Even as liberalism was attacked from its left, however, it was, to paraphrase British cultural studies scholar Stuart Hall (1978), moving to the right. As Irving Kristol famously quipped in the late 1960s, a neoconservative was merely a liberal who had been “mugged by reality.” The image of a mugging invoked the specter of black street crime, the alleged soft tolerance of “liberal” inclusion, and rage at the perception that the United States had lost its moral claim to be the world’s exemplary liberal democracy in the wake of the Vietnam War. It is clear that since the 1970s, another renovation of liberalism—often arrayed under the moniker “neoliberalism”—has been underway and gaining momentum.
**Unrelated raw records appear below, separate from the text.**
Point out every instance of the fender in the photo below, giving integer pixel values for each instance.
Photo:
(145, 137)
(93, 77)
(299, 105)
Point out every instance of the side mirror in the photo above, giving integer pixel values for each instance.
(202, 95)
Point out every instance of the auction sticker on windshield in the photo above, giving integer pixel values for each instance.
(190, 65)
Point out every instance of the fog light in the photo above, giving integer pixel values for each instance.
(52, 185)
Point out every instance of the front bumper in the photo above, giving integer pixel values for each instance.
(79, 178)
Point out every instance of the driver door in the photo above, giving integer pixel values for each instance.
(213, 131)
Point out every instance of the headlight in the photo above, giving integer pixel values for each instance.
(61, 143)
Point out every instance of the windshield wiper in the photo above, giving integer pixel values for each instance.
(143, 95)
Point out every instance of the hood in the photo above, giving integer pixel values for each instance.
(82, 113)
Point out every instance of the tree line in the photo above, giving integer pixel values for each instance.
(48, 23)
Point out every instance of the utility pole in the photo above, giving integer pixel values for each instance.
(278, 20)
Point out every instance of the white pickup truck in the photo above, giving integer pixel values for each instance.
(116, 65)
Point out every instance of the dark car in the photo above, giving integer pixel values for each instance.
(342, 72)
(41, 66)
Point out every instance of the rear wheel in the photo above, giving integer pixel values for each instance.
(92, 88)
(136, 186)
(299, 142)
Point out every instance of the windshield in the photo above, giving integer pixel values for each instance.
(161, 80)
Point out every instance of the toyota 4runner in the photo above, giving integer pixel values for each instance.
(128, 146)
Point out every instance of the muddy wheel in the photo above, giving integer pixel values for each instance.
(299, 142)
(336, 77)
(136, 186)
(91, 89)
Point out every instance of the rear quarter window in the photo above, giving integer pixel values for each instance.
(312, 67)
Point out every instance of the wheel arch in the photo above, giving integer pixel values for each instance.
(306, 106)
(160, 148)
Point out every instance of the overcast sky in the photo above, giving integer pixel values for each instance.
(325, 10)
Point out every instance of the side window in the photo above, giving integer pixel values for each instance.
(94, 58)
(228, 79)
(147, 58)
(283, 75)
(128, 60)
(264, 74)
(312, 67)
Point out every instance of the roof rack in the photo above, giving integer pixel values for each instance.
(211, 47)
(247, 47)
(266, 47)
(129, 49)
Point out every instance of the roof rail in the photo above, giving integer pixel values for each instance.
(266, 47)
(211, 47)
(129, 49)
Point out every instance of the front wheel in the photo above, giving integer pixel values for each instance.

A hybrid (like all forms of liberalism), neoliberalism resurrects “pre-Keynesian” assumptions that free markets automatically generate civic order and economic prosperity, even while it gradually eviscerates democratic norms of political participation by an informed citizenry, reimagining both individuals and groups as primarily “entrepreneurial actors” (Wendy Brown 2003, 5).
A significant challenge for critical intellectual work in the coming years will be to track the political contours and consequences of neoliberalism in a moment of resurgent US imperialism. As Locke ([1690] 1980, 29) famously wrote, “In the beginning, all the world was America.” Today it appears at times that we have come full circle, with the United States attempting to turn the world into itself. “A deep continuity connects U.S. global ambition from the eighteenth to the twenty-first century,” something that may have a lot to do with Hartz’s Lockean political unconscious (N. Smith 2004, 11). A danger is that the US face of neoliberal globalization, with its consumptive excesses, blunt force, casual racism, and crude market calculus, augurs the exhaustion of the politically productive, incipiently democratic “double movement” of liberal universalism and liberal exclusion and a turn to something far more ominous. As long as liberalism continues to dominate the political horizon, however, the ongoing and wholly consequential struggle to determine the character of its distinctive precipitates of economic liberty and political equality, individual freedom and normative exclusion, reformist perfectionism and counterrevolutionary animus, and cosmopolitan vision and provincial blindness is likely to continue.